Getting quotes exactly right is difficult, but we are usually close. Every once in a while we will get one wrong by quite a bit. Low and high. I am curious to know how some of you handle this. The last two that fell into this category was with one quote low, and the other high. We ate the low one and kept the high one. We figure that business tends to balance out this way. 

On the topic of bidding low I have asked other contractors what they do with respect to unforseen circumstances. The general feel I get is that it is an art form and varies from contractor to contractor. This last bid where we were high was a similar situation. We expected X amount of problems (unusual job nobody wanted) and it turned out to be easy once we got into it.... so we left the bid as is and finished the job.

Call is bidding Karma. Sometimes low, sometimes high but it balances out.

Other opinions and strategies?


----------



## PCI (Jun 8, 2012)

I am very rarely low. I try to imagine every problem that I have run into in the past and add it to my proposal. I hardly ever run into every problem I have budgeted for and therefore I am better off for it.

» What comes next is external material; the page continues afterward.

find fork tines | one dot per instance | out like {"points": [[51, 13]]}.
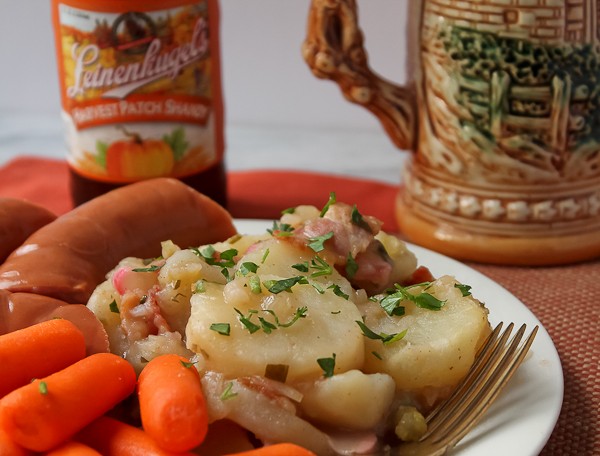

I do have a line for hidden items, but it had better be something unusual and not something that I have missed. I eat the cost of missed items. If it is project that has a lot of customer choices ie kitchens, then I try to do a cost plus proposal to cover myself.


----------



## thom (Nov 3, 2006)

Part of the job of a GC bidding fixed price jobs is providing insurance, insurance that the work described will be provided for the price quoted. Oftentimes people would ask "what if the job turns out cheaper than you figured?". My answer: "You will never know, nor will you know if the job turns out to be more expensive." 

My quote was to provide specific work for a specific price. After that, my cost is not relevent to my customer.


----------



## r4r&r (Feb 22, 2012)

thom said:


> oftentimes people would ask "what if the job turns out cheaper than you figured?". My answer: "you will never know, nor will you know if the job turns out to be more expensive."
> 
> my quote was to provide specific work for a specific price. After that, my cost is not relevent to my customer.


amen!!!


----------



## RhodesHardwood (Jun 28, 2010)

If you are in a line of work that is nearly impossible to give an accurate quote, I feel that the most important thing for you to do is to make sure the client is very informed of this. Taking that few minutes to make this very clear can and will save a lot of problems.


----------



## allcityexterior (Jan 20, 2012)

When I bid low I honor it. I've run into this with doing a quote and then finding out the homeowner has a coupon from Angies List that I forgot was available. But do the work and make the customer happy. 

__________________________________
Madison Roofing Siding Contractor Madison


----------



## Tscarborough (Feb 25, 2006)

2-10% used to be the normal spread for competent contractors for bid work, for the last 5 years it has been 10-40%. Someone can't bid for ****.


----------